Optimal Equi-difference Conflict-avoiding Codes

An equi-differece conflict-avoiding code $(CAC^{e})\ \mathcal{C}$ of length $n$ and weight $\omega$ is a collection of $\omega$-subsets (called codewords) which has the form $\{0,i,2i,\cdots,(\omega-1)i\}$ of $\mathbb{Z}_{n}$ such that $\Delta(c_{1})\cap\Delta(c_{2})=\emptyset$ holds for any $c_{1},\ c_{2}\in\mathcal{C}$, $c_{1}\neq c_{2}$ where $\Delta(c)=\{j-i \ (\mbox{mod}\ n) \; | \; i,j\in c,i\neq j\}.$ A code $\mathcal{C}\in CAC^{e}s$ with maximum code size for given $n$ and $\omega$ is called optimal and is said to be perfect if $\cup_{c\in \mathcal{C}}\Delta(c)=\mathbb{Z}_{n}\backslash \{0\}.$ In this paper, we show how to combine a $\mathcal{C}_{1}\in CAC^{e}(q_{1},\omega)$ and a $\mathcal{C}_{2}\in CAC^{e}(q_{2},\omega)$ into a $\mathcal{C}\in CAC^{e}(q_{1}q_{2},\omega)$ under certain conditions. One necessary condition for a $CAC^{e}$ of length $q_{1}q_{2}$ and weight $\omega$ being optimal is given.
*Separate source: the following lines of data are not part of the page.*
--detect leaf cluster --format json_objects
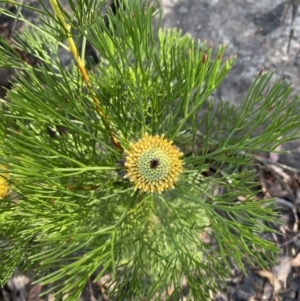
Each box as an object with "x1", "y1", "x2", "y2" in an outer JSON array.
[{"x1": 0, "y1": 0, "x2": 300, "y2": 300}]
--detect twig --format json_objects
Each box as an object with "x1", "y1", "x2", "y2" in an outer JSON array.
[{"x1": 49, "y1": 0, "x2": 123, "y2": 152}]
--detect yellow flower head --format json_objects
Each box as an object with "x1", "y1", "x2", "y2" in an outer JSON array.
[
  {"x1": 125, "y1": 134, "x2": 183, "y2": 193},
  {"x1": 0, "y1": 165, "x2": 9, "y2": 200}
]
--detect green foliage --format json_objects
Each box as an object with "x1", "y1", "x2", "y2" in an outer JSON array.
[{"x1": 0, "y1": 0, "x2": 300, "y2": 301}]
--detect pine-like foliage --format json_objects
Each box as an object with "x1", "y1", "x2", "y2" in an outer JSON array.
[{"x1": 0, "y1": 0, "x2": 300, "y2": 301}]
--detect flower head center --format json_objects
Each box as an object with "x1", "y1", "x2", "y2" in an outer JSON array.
[
  {"x1": 137, "y1": 148, "x2": 170, "y2": 180},
  {"x1": 150, "y1": 158, "x2": 160, "y2": 169}
]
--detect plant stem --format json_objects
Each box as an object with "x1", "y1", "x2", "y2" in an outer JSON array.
[{"x1": 49, "y1": 0, "x2": 123, "y2": 152}]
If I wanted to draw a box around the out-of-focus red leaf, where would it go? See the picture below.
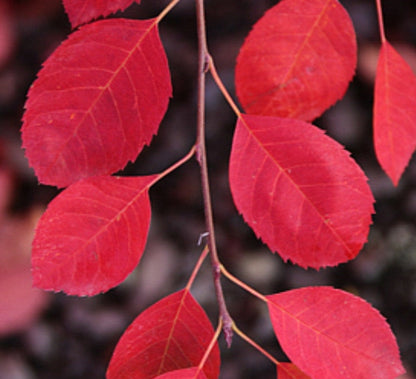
[63,0,140,28]
[277,363,310,379]
[32,176,155,296]
[267,287,404,379]
[374,41,416,185]
[236,0,357,121]
[107,289,220,379]
[0,168,13,222]
[22,19,172,187]
[0,209,49,335]
[155,367,207,379]
[229,115,374,268]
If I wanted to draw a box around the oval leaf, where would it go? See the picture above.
[236,0,357,121]
[22,19,172,187]
[374,42,416,185]
[32,176,155,296]
[107,289,220,379]
[266,287,404,379]
[63,0,140,28]
[155,367,207,379]
[229,115,374,268]
[277,363,310,379]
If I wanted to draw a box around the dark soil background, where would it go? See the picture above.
[0,0,416,379]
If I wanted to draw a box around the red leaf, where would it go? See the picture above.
[230,115,373,268]
[277,363,310,379]
[155,367,207,379]
[267,287,404,379]
[107,289,220,379]
[32,176,155,296]
[63,0,140,28]
[374,42,416,185]
[22,19,171,187]
[236,0,357,121]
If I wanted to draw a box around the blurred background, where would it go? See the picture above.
[0,0,416,379]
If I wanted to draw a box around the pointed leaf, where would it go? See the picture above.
[236,0,357,121]
[63,0,140,28]
[22,19,171,187]
[374,42,416,185]
[32,176,155,296]
[277,363,310,379]
[107,289,220,379]
[267,287,404,379]
[230,115,373,268]
[155,367,207,379]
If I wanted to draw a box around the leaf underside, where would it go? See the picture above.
[22,19,172,187]
[32,176,155,296]
[267,287,404,379]
[229,115,374,268]
[107,289,220,379]
[277,362,311,379]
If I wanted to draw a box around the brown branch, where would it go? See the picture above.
[196,0,233,346]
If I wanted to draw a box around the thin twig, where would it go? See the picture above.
[196,0,233,346]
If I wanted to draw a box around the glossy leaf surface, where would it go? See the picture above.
[267,287,404,379]
[374,42,416,185]
[155,367,207,379]
[277,363,311,379]
[63,0,140,28]
[22,19,171,187]
[236,0,357,121]
[229,115,373,268]
[32,176,155,296]
[107,289,220,379]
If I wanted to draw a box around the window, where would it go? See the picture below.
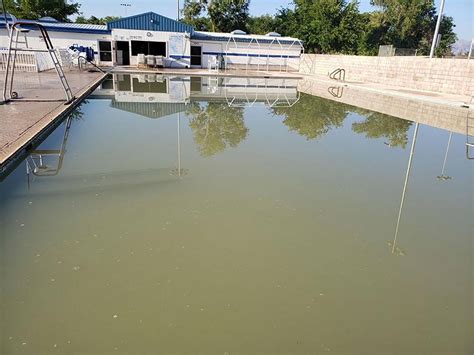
[99,41,112,62]
[191,76,201,92]
[132,41,166,57]
[191,46,201,66]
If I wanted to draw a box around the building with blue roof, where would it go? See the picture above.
[0,12,303,70]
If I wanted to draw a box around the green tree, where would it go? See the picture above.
[186,102,248,157]
[247,15,277,35]
[183,0,250,32]
[352,109,412,148]
[367,0,457,55]
[4,0,81,22]
[277,0,364,54]
[272,94,350,140]
[182,0,212,31]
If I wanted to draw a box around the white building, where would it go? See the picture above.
[0,12,303,71]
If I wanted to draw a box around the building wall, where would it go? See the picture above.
[112,29,191,68]
[191,39,300,70]
[0,28,112,65]
[300,54,474,96]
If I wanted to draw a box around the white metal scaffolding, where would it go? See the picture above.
[224,33,304,72]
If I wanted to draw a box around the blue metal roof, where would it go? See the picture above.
[107,12,194,33]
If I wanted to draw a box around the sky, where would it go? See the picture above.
[75,0,474,40]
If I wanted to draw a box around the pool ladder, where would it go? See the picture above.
[0,21,75,104]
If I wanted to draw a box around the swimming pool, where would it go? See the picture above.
[0,75,473,354]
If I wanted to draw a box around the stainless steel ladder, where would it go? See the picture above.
[0,21,75,105]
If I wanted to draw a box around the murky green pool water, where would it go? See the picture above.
[0,76,474,355]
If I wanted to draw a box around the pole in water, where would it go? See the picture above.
[392,122,419,254]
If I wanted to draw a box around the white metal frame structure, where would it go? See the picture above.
[0,21,74,104]
[224,33,304,72]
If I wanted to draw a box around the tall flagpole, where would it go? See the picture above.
[430,0,444,58]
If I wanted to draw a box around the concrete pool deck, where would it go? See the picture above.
[0,71,105,172]
[298,78,474,136]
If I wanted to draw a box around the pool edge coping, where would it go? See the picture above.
[0,72,110,181]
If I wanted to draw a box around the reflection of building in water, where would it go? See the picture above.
[92,74,299,110]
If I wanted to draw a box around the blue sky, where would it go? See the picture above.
[76,0,474,40]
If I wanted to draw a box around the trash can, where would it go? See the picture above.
[146,55,155,67]
[138,53,146,65]
[155,55,164,67]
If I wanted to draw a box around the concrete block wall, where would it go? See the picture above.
[298,79,474,134]
[300,54,474,96]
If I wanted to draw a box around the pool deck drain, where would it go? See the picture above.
[0,71,105,172]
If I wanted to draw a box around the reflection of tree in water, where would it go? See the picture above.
[352,109,412,148]
[272,94,349,139]
[186,102,248,157]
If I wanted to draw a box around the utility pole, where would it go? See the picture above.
[120,3,132,17]
[430,0,445,58]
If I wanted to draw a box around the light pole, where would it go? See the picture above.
[430,0,444,58]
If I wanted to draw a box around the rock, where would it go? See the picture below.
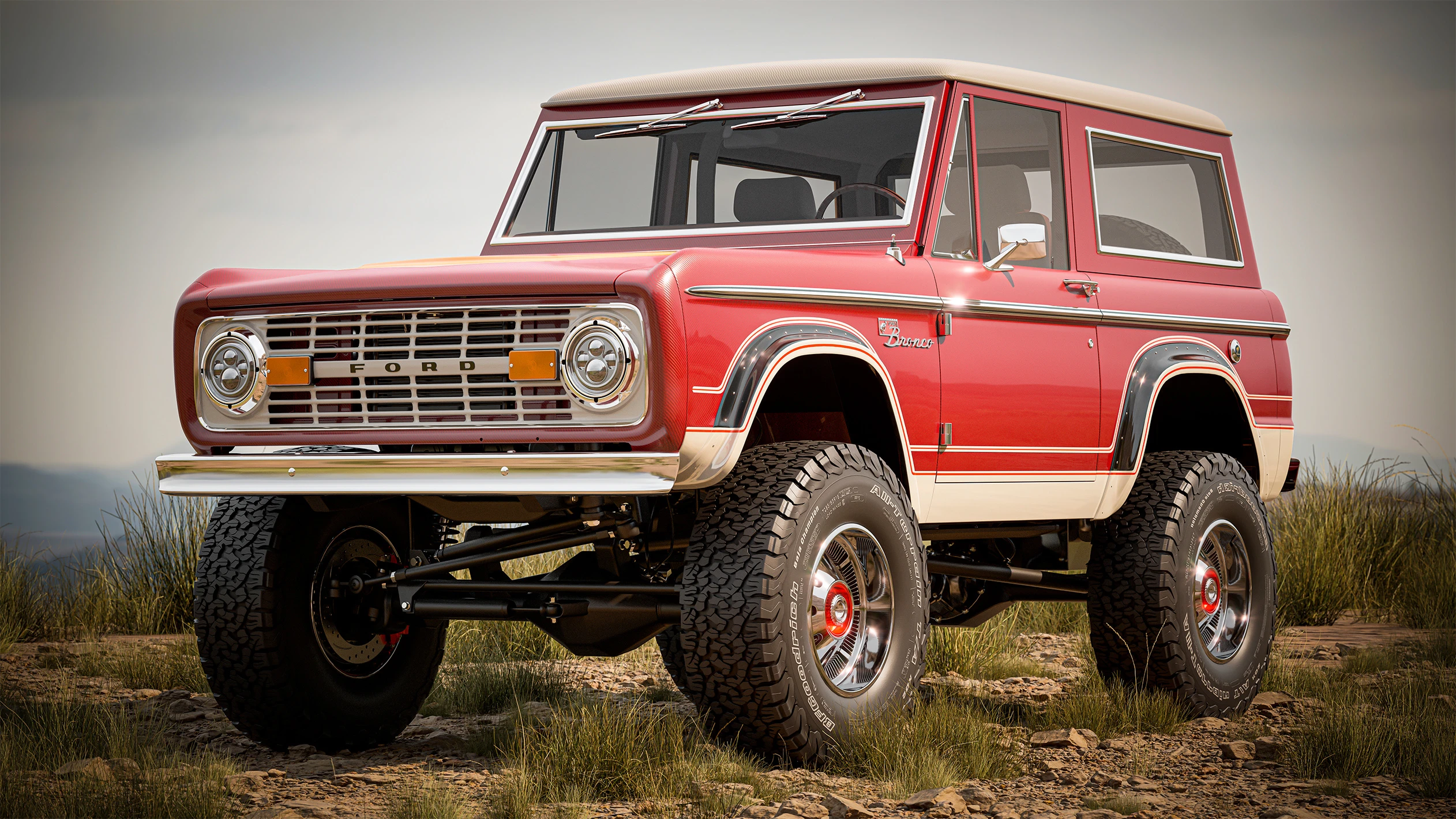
[1249,691,1294,708]
[1219,739,1254,760]
[243,807,303,819]
[278,799,338,819]
[106,757,141,780]
[1254,736,1284,760]
[780,788,828,819]
[896,787,965,819]
[1259,805,1320,819]
[223,771,268,796]
[1031,727,1097,747]
[55,757,115,780]
[824,793,873,819]
[425,729,464,750]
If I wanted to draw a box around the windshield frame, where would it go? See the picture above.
[488,95,939,247]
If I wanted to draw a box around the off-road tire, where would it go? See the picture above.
[670,441,929,762]
[1087,451,1277,716]
[656,626,687,691]
[192,498,447,752]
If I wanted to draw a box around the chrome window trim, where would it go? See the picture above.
[491,96,935,246]
[192,301,651,434]
[687,285,1290,337]
[1086,125,1243,268]
[156,452,678,496]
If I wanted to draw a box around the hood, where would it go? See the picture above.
[194,250,671,310]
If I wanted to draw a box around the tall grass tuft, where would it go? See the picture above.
[0,694,233,817]
[830,697,1020,796]
[421,662,569,714]
[1270,460,1456,629]
[476,700,761,803]
[925,602,1087,679]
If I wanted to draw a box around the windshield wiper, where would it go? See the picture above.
[733,89,865,131]
[595,99,723,140]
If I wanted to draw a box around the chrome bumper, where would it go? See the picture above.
[157,452,678,495]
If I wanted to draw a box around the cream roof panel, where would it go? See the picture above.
[542,58,1232,134]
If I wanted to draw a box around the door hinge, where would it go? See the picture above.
[935,313,951,337]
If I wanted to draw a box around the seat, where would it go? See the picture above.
[733,176,814,221]
[978,164,1051,259]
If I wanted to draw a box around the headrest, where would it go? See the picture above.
[980,164,1031,214]
[733,176,814,221]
We also consider explicit construction of perfect $\mathcal{C}\in CAC^{e}(p,\omega)$ of odd prime $p$ and weight $\omega\geq3$. Finally, for positive integer $k$ and prime $p\equiv1 \ (\mbox{mod}\ 4k)$, we consider explicit construction of quasi-perfect $\mathcal{C}\in CAC^{e}(2p,4k+1)$.